Membangun lingkungan yang kolaboratif

Penegakan hukum melibatkan lebih dari satu organisasi. Seluruh proses dalam pengembangan dan implementasi strategi penegakan harus bersifat partisipatif. Pada akhirnya, para pemangku kepentingan harus dilibatkan karena mereka dapat memberikan dampak positif atau negatif terhadap hasil. Dalam hal ini, lembaga pemerintah daerah sangat penting untuk dilibatkan (misalnya, penjaga pantai, polisi, militer, dan lembaga pemerintah). Yang tidak kalah pentingnya adalah anggota masyarakat yang berpengaruh yang dapat menjadi pengawas yang mengedukasi tentang peraturan perundang-undangan dan peraturan kawasan lindung yang pada akhirnya dapat membantu mengurangi perburuan liar. Selain itu, nilai dari dukungan masyarakat yang kuat adalah fakta bahwa mereka dapat menjadi "mata di lapangan".

Semua mitra harus dihargai secara setara dalam hal masukan karena hal ini akan mempengaruhi implementasi. Proses pelibatan dan fasilitasi adalah kuncinya.

Kemudahan implementasi rencana penegakan hukum terkait langsung dengan memiliki mitra yang baik dan dukungan masyarakat.

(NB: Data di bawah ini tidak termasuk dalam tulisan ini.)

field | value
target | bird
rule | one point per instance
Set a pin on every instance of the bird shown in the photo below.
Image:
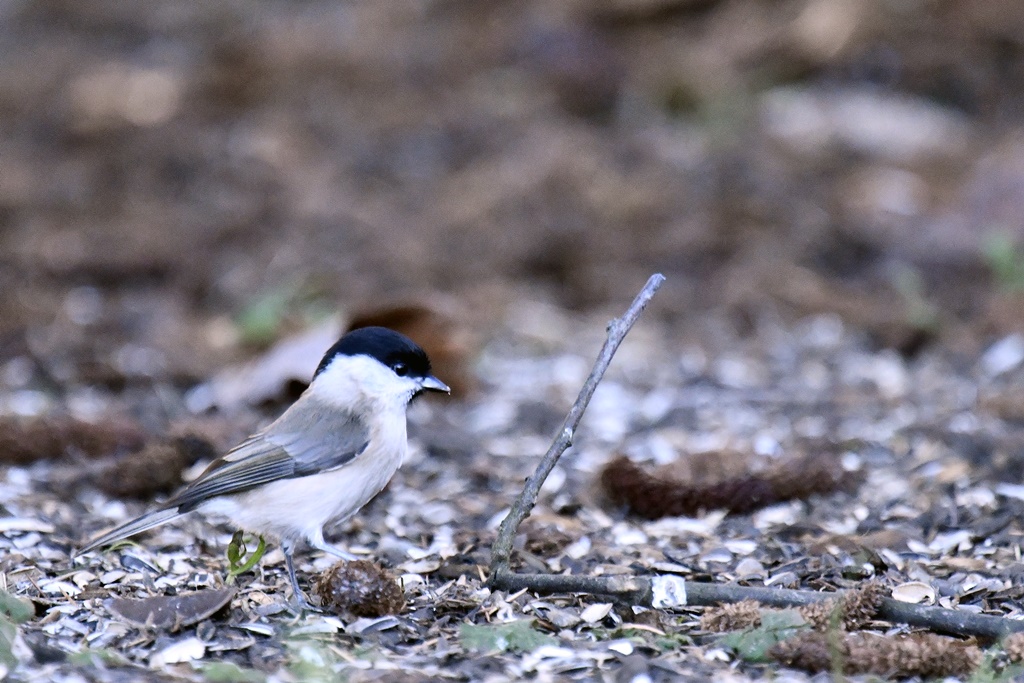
(318, 463)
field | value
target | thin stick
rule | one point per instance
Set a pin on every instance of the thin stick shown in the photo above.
(644, 591)
(501, 550)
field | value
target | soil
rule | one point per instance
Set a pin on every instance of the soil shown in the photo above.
(834, 191)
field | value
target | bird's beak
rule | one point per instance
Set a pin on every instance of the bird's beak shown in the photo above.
(431, 383)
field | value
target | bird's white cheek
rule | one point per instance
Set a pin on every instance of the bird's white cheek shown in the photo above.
(293, 509)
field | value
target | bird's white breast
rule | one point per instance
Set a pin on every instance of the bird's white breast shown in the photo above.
(299, 508)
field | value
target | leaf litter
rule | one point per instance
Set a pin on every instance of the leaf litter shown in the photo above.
(912, 525)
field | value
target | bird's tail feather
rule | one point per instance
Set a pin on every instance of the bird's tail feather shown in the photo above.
(137, 525)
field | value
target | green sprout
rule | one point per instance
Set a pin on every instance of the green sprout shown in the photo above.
(238, 562)
(1006, 261)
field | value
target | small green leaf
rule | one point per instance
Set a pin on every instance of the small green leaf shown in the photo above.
(517, 636)
(18, 609)
(237, 550)
(8, 632)
(776, 626)
(256, 556)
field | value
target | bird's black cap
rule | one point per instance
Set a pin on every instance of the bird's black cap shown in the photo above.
(388, 346)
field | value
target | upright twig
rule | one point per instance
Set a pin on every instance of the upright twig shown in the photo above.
(501, 551)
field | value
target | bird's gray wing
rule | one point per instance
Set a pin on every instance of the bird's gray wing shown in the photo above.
(299, 443)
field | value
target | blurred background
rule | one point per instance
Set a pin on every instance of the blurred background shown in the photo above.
(182, 181)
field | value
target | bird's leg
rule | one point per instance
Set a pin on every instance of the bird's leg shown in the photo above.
(297, 594)
(318, 543)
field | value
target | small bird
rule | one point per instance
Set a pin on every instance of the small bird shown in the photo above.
(325, 458)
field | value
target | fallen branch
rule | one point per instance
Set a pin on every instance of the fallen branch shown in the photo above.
(501, 551)
(668, 591)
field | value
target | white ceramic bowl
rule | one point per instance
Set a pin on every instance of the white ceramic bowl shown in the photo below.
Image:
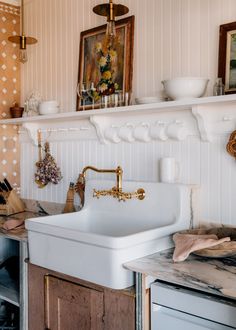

Analisis Situasi-Konteks Nasional untuk penegakan Kawasan Lindung yang dipilih

Untuk mengembangkan strategi penegakan hukum, ada beberapa informasi kunci yang harus dikumpulkan dan dipahami. Informasi tersebut meliputi kondisi lahan (mengapa kawasan lindung penting, apa saja aset alam yang perlu dilindungi), kerangka hukum (hukum apa yang berlaku, lembaga apa saja yang terlibat dalam penegakan/pengelolaan kawasan lindung), dan akhirnya apa yang ingin Anda fokuskan: tujuan penegakan hukum.

Orang-orang yang terinformasi dan berkapasitas harus dilibatkan dalam proses tersebut. Tujuan penegakan harus S.M.A.R.T (Spesifik, Terukur, Dapat Dicapai, Relevan, dan Terikat Waktu), hal ini hanya dapat terjadi jika konteksnya direpresentasikan dengan benar.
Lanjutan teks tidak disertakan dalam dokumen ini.